Singh, who was the Prime Minister of India between 2004-14, has blamed the Modi government for “rupturing” the country’s social fabric through “mala fide unless proven otherwise” doctrine of governance.
Citing that nominal is at a 15-year low, unemployment is at a 45-year high, household consumption is at a four-decade low, and bad loans in banks are at an all-time high, the senior Congress leader said “these are mere manifestations of a deeper underlying malaise that plagues the nation’s economy today.”
“Many industrialists tell me that they live in fear of harassment by government authorities. Bankers are reluctant to make new loans, for fear of retribution. Entrepreneurs are hesitant to put up fresh projects, for fear of failure attributed to ulterior motives,” the senior Congress leader said in a piece he wrote for The Hindu newspaper.
Singh said policymakers in government and other institutions are scared to speak the truth or engage in intellectually honest policy discussions. Singh claimed that people’s trust in independent institutions has been “severely eroded” and there is a lack of a support system for people to seek refuge against “unlawful tax harassment or unfair regulations.”
He said the present government’s suspicion that every industrialist, banker, policymaker, regulator, entrepreneur and citizen is out to defraud the government has led to a complete breakdown of trust in our society.
“This has halted economic development, with bankers unable to lend, industrialists unable to invest and policymakers unable to act,” he added.
He further said that the Modi government seems to view everything and everyone through a tainted prism of suspicion and distrust, and has positioned itself as some saviour “resorting to foolhardy moral-policing policies such as demonetisation, which have proved to be ill-thought-out and catastrophic”.
Singh said it is important that the social fabric torn by fear and distrust is stitched together for economic growth to revive and urged the government to shed its ‘mala fide-unless-proven-otherwise’ doctrine.
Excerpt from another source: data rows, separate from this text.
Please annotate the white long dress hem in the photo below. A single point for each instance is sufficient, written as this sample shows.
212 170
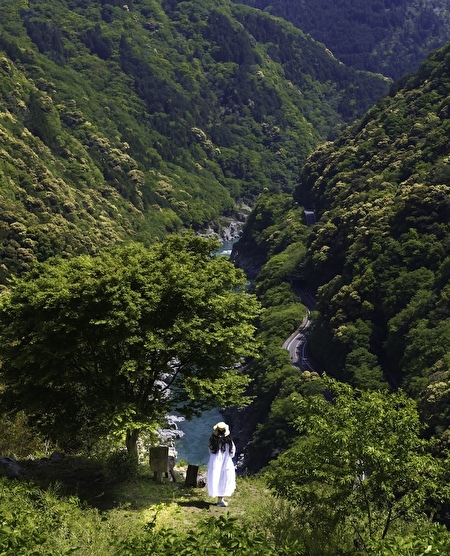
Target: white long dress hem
221 476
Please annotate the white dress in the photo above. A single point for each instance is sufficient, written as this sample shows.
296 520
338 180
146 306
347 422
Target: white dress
221 476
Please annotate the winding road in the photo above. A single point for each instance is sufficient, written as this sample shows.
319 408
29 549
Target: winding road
297 342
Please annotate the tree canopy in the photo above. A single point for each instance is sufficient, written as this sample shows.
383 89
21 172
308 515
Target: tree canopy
95 345
360 463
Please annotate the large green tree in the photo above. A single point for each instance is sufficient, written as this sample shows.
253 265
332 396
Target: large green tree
94 345
360 465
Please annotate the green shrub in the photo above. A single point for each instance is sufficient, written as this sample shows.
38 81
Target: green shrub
120 465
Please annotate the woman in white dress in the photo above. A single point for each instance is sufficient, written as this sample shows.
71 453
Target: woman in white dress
221 476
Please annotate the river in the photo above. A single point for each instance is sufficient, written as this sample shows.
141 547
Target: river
193 446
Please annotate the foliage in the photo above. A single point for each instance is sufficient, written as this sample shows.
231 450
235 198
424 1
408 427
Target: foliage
135 120
108 344
360 463
213 535
121 466
378 255
18 439
390 37
39 522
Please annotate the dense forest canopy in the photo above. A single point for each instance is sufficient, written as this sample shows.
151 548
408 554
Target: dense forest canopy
387 36
139 119
377 260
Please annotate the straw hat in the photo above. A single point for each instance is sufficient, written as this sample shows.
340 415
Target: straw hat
221 427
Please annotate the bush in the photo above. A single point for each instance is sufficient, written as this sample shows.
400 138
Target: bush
120 465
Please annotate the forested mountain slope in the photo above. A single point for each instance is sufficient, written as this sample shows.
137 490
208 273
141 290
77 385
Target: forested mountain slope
377 262
133 120
380 253
387 36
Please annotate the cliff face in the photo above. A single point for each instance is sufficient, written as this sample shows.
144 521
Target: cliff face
136 120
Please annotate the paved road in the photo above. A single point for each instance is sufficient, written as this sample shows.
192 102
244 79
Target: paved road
297 342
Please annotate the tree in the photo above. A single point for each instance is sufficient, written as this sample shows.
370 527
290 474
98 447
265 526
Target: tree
94 345
359 464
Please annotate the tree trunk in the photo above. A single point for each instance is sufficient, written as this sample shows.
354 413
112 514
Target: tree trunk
131 442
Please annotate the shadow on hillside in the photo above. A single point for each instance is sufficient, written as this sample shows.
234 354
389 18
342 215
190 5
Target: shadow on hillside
200 504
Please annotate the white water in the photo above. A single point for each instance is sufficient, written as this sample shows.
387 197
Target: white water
192 447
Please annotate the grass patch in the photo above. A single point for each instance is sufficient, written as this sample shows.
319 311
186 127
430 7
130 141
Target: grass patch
71 506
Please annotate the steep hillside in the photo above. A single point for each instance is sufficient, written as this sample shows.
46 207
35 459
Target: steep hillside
380 253
377 262
387 36
133 120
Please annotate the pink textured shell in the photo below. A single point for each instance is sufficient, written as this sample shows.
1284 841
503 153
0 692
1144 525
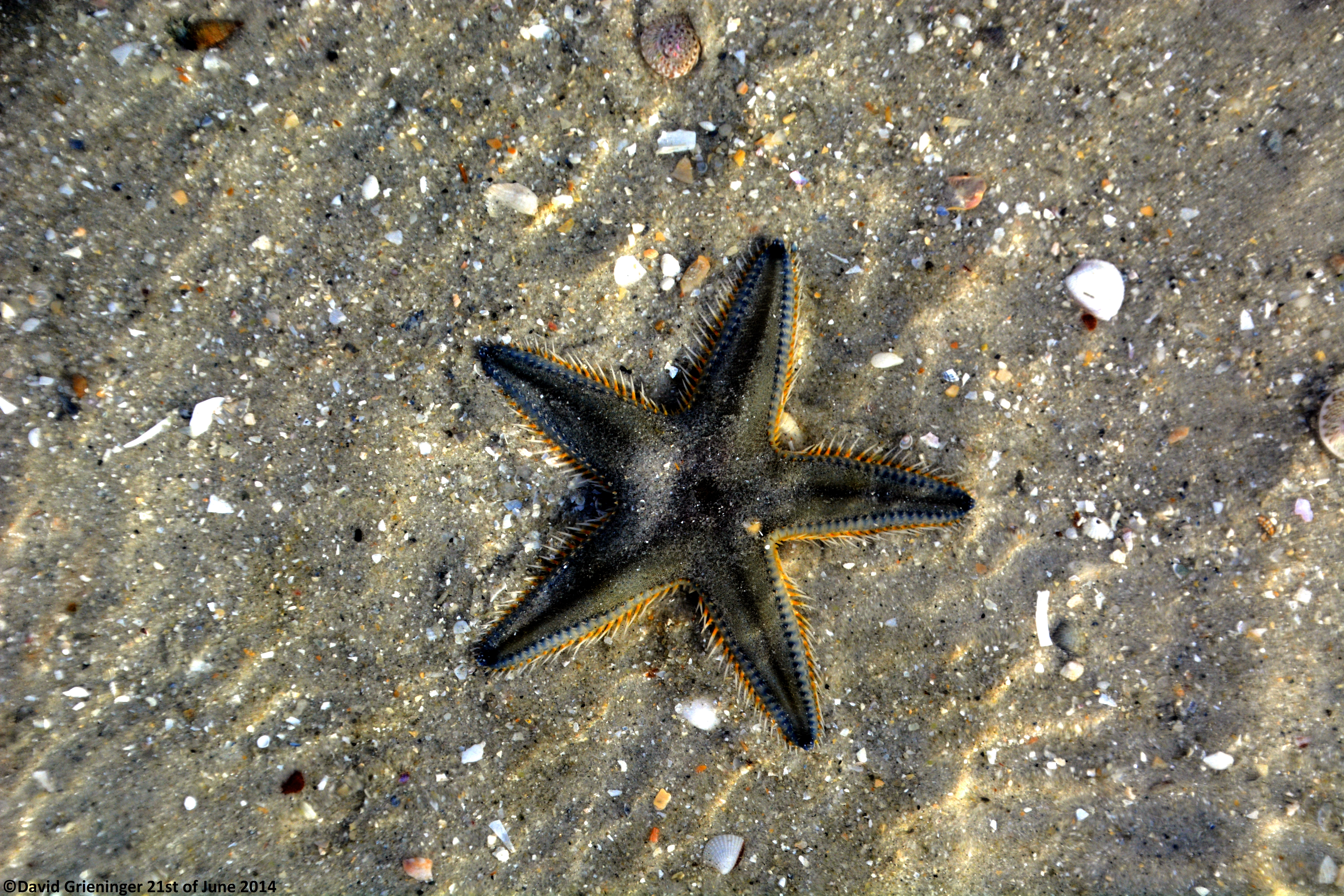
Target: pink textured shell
670 46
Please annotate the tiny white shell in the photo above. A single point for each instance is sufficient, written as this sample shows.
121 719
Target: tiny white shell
517 198
1097 287
724 851
1331 424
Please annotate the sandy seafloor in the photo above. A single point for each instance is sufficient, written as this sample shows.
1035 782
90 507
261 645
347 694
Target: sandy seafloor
956 758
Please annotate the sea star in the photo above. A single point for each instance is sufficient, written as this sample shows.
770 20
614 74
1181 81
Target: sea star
705 492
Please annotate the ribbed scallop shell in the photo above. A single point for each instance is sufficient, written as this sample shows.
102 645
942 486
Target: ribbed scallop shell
724 851
670 46
1331 424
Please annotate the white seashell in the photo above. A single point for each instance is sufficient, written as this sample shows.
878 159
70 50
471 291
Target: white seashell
204 416
628 271
724 851
700 714
673 142
502 832
218 506
510 197
1097 287
1099 530
1331 424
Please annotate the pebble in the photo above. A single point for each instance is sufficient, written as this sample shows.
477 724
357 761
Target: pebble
671 46
517 198
1330 424
628 271
1097 287
204 416
419 868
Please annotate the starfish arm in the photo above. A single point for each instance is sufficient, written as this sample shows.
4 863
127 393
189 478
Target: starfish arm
841 493
607 579
588 413
747 365
752 610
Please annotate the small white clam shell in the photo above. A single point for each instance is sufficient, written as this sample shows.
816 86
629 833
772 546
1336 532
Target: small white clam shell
724 851
1331 424
1097 287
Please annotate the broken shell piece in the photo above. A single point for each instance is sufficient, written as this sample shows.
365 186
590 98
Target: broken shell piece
501 198
502 832
204 34
420 868
204 416
696 275
964 193
1097 287
675 142
1331 424
724 851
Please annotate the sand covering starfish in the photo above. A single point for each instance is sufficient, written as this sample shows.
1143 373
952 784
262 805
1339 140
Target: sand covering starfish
704 491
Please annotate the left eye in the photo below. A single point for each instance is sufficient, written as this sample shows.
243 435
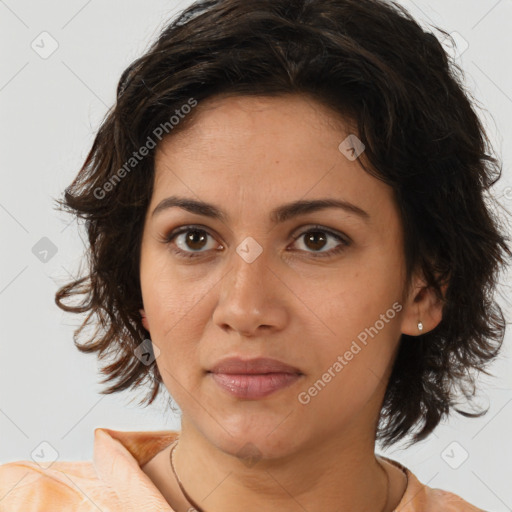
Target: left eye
196 239
315 237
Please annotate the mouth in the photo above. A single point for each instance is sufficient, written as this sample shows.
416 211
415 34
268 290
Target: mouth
254 386
253 379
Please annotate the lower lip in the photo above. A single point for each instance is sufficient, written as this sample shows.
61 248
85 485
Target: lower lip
254 386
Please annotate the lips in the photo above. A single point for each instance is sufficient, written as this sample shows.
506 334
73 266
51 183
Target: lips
260 365
253 379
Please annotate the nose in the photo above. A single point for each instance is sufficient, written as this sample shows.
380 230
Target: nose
252 298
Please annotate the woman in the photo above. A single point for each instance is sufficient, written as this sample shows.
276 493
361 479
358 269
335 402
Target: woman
287 229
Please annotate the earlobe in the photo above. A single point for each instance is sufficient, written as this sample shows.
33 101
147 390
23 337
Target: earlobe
144 319
423 311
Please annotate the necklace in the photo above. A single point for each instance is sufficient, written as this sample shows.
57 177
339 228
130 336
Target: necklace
199 509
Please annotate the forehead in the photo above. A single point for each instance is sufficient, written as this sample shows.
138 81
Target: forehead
259 150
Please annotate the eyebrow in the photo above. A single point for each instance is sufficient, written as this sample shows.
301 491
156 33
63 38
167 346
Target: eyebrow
277 215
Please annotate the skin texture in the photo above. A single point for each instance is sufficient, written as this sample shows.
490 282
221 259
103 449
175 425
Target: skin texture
248 155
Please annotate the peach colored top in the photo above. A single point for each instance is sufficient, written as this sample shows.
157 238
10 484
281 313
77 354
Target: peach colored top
114 481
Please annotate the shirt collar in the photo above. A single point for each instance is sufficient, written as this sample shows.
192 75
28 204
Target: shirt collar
119 455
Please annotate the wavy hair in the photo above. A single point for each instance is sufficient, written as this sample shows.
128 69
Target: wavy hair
368 61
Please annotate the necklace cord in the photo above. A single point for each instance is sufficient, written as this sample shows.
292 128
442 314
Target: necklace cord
199 509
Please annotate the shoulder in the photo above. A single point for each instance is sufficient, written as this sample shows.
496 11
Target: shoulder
418 497
428 499
27 486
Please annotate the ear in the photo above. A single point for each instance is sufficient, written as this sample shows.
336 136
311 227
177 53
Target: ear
423 306
144 319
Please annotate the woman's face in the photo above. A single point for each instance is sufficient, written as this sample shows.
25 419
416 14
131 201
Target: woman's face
253 284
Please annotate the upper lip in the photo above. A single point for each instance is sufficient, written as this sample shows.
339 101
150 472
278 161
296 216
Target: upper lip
237 365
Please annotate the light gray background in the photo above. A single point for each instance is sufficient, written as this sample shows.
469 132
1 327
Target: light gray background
50 110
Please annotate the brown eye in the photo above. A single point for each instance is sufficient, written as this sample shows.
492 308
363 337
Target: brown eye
317 238
189 241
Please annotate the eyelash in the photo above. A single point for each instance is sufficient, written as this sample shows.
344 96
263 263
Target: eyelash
190 255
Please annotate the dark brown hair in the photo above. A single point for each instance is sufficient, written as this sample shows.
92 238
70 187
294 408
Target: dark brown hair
368 61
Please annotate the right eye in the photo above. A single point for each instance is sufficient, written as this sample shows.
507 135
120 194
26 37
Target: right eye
193 238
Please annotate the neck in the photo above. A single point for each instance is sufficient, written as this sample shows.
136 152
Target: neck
337 474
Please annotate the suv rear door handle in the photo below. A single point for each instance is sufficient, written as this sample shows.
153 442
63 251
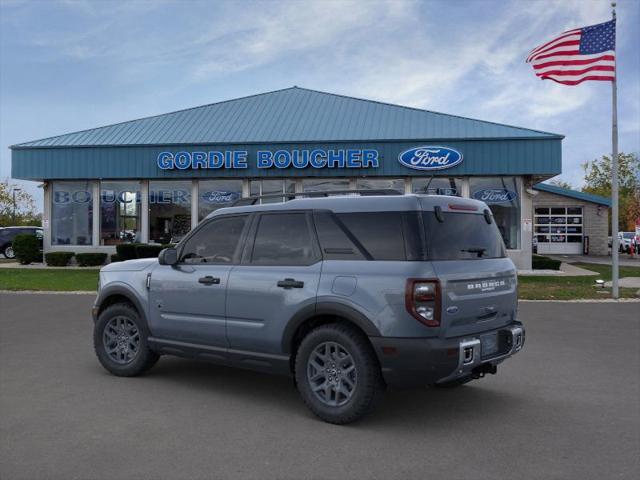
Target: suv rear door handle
209 280
290 283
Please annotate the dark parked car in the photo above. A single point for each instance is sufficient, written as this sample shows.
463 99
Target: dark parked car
7 234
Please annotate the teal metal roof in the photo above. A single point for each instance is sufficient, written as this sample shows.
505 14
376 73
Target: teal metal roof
565 192
289 116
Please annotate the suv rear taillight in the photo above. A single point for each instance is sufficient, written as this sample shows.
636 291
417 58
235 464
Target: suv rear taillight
422 299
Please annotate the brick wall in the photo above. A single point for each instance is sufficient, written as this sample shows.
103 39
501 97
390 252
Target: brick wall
595 225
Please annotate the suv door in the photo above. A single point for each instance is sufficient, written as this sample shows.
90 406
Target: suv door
278 276
187 300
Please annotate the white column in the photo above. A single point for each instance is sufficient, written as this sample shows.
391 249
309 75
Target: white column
526 237
466 190
144 211
46 216
194 204
95 240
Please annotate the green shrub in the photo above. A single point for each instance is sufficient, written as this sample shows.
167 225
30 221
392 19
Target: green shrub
545 263
58 259
126 251
148 251
90 259
27 248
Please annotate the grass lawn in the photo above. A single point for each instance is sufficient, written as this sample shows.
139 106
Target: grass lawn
48 279
568 288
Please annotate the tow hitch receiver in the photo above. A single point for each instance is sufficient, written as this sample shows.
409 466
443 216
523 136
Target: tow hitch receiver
481 370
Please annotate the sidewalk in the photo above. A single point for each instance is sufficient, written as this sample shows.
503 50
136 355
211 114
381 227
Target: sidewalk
624 259
566 270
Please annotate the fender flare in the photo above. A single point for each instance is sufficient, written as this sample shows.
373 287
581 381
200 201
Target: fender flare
327 308
121 290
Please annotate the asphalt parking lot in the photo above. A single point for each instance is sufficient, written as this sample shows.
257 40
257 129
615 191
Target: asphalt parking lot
567 407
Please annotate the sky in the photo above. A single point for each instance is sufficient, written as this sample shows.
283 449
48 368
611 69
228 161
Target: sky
72 65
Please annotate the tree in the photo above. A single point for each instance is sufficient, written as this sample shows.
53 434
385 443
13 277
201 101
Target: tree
25 207
597 180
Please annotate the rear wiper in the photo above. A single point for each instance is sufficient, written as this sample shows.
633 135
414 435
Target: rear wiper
479 250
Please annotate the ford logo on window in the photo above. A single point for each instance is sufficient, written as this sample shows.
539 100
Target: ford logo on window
218 197
430 158
495 195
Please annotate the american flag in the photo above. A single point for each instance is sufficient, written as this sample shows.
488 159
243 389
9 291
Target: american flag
587 53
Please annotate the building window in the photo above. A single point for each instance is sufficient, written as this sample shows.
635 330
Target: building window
555 226
169 211
502 196
215 194
72 213
381 184
437 186
119 212
271 187
324 184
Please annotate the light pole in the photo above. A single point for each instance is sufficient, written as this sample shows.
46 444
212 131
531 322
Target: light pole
14 203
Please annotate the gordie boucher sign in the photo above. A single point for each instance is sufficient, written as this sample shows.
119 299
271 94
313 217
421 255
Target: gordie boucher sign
418 158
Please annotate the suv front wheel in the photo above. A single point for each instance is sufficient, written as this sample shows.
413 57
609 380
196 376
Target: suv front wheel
120 341
337 373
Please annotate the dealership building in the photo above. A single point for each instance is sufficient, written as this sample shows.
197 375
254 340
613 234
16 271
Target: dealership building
153 179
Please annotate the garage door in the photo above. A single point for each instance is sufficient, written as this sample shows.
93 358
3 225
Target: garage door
558 229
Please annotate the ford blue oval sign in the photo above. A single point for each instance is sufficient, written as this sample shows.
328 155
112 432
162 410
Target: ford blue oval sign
495 195
430 158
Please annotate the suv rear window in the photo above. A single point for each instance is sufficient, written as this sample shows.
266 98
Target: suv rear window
283 239
462 236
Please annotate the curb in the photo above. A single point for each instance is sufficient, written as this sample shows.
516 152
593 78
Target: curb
585 300
47 292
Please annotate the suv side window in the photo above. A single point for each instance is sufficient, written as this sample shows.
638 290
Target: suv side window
216 242
335 240
283 239
380 233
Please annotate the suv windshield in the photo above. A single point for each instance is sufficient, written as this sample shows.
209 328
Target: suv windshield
462 236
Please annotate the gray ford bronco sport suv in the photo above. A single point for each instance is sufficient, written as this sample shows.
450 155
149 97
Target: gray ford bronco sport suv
346 294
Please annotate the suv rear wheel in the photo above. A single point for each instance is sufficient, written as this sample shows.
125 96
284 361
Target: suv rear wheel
120 341
337 373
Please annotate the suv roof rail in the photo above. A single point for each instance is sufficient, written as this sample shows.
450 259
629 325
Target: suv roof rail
328 193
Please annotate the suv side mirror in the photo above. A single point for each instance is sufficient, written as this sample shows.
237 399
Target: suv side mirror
168 256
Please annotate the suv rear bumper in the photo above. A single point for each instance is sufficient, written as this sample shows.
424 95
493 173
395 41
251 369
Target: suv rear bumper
415 362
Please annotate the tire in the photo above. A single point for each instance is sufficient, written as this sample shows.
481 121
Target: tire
120 341
342 396
8 252
454 383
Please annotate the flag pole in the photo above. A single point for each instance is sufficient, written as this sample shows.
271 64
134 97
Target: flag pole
614 177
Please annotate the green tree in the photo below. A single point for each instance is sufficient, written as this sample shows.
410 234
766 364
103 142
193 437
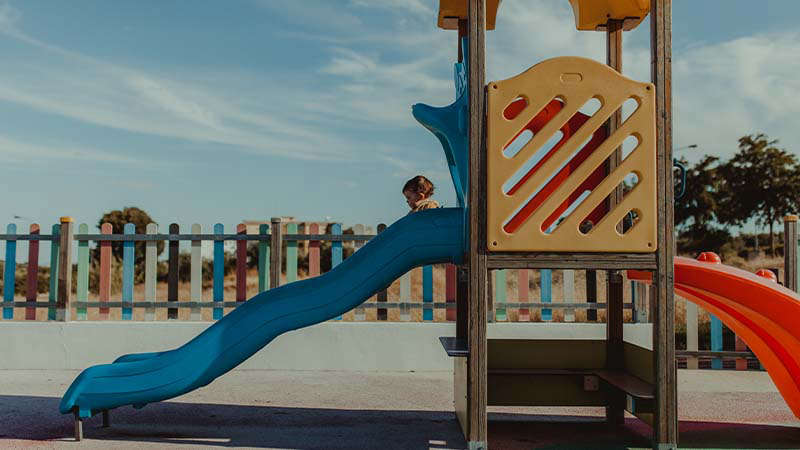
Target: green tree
118 219
759 182
696 212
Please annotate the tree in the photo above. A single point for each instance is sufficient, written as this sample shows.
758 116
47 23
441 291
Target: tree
698 206
118 219
760 182
696 212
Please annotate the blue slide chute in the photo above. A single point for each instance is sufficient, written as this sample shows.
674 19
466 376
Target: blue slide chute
427 237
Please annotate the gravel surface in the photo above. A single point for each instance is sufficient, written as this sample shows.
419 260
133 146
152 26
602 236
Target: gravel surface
384 410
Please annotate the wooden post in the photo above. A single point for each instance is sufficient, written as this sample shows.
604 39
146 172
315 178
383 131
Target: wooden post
591 294
665 426
275 253
476 366
462 303
64 302
615 410
462 271
614 60
790 279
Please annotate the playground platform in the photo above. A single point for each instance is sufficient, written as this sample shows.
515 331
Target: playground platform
386 410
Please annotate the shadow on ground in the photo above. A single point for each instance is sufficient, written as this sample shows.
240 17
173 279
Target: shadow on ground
35 419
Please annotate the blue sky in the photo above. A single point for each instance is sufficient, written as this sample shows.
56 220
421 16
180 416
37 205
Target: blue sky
201 111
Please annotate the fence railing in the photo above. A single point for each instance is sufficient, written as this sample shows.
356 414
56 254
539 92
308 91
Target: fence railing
563 295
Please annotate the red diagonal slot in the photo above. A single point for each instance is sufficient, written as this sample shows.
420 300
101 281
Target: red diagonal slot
572 125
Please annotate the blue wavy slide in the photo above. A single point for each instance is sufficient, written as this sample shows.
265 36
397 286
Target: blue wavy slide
428 237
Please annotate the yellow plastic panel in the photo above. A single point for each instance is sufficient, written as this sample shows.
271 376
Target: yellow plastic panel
452 10
593 15
570 81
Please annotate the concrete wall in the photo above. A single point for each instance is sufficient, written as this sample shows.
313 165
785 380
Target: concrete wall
387 346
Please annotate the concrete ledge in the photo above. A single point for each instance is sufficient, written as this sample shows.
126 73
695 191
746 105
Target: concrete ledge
363 346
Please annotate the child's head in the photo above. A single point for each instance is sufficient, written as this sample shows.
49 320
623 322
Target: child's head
416 189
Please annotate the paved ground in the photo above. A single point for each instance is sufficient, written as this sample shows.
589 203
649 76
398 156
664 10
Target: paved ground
354 410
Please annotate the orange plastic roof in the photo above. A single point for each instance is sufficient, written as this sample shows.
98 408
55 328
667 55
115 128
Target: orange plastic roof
450 11
593 15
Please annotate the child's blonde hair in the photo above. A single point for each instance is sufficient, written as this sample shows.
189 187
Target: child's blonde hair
420 185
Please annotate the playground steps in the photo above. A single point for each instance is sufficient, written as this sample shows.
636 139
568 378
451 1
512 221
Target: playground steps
589 384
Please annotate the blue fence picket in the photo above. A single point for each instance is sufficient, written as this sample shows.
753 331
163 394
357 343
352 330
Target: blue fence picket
547 293
716 341
219 271
336 249
427 293
55 244
127 272
9 278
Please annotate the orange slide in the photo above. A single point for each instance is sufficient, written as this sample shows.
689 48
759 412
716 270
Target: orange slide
763 313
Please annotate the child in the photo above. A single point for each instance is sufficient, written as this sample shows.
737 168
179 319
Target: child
418 192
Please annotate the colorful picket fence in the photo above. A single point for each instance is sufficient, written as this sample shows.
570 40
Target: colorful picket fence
517 295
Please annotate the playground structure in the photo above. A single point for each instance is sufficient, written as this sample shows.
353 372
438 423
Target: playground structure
535 220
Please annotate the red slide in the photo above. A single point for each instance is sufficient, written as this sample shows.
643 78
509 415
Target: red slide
759 310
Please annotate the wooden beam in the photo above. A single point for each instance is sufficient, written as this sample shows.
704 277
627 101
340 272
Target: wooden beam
615 410
614 60
536 260
476 379
665 426
790 252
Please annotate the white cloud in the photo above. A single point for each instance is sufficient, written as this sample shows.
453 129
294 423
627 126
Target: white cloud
17 151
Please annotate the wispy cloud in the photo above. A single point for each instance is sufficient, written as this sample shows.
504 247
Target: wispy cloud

Stating that there is a sharp increase in retail inflation numbers, especially the food inflation figure, Singh said the ‘real worrying trend” coupled with high unemployment will lead to “stagflation” and that it is prudent to act quickly to restore consumption demand through fiscal policy measures since the impact of monetary policy seems muted.
“It is my belief that India’s fragile economic situation calls for the twin policy actions of boosting demand through fiscal policy and reviving private investment through ‘social policy’ by inspiring trust and confidence in the economic participants in our society,” he said.
In his piece, the former prime minister argued that India is a $3 trillion economy and not a “command and control economy that can be bullied or directed at will.” It can not be managed by just managing headlines and media commentary, he wrote.
Shooting down messengers of bad news or shutting off economic reports and data is juvenile and does not behove a rising global economic powerhouse, he added.
Singh said India should capitalise from slowing down of China’s economy and that the government has once-in-a-generation opportunity to catapult India to the next phase of economic development because of absolute majority in the Lok Sabha and the fall in global oil prices. He ended by urging PM Modi “to set aside his deep-rooted suspicion of industrialists and entrepreneurs and nurse us back to a confident and mutually trustworthy society that can revive the animal spirits and help our economy soar.”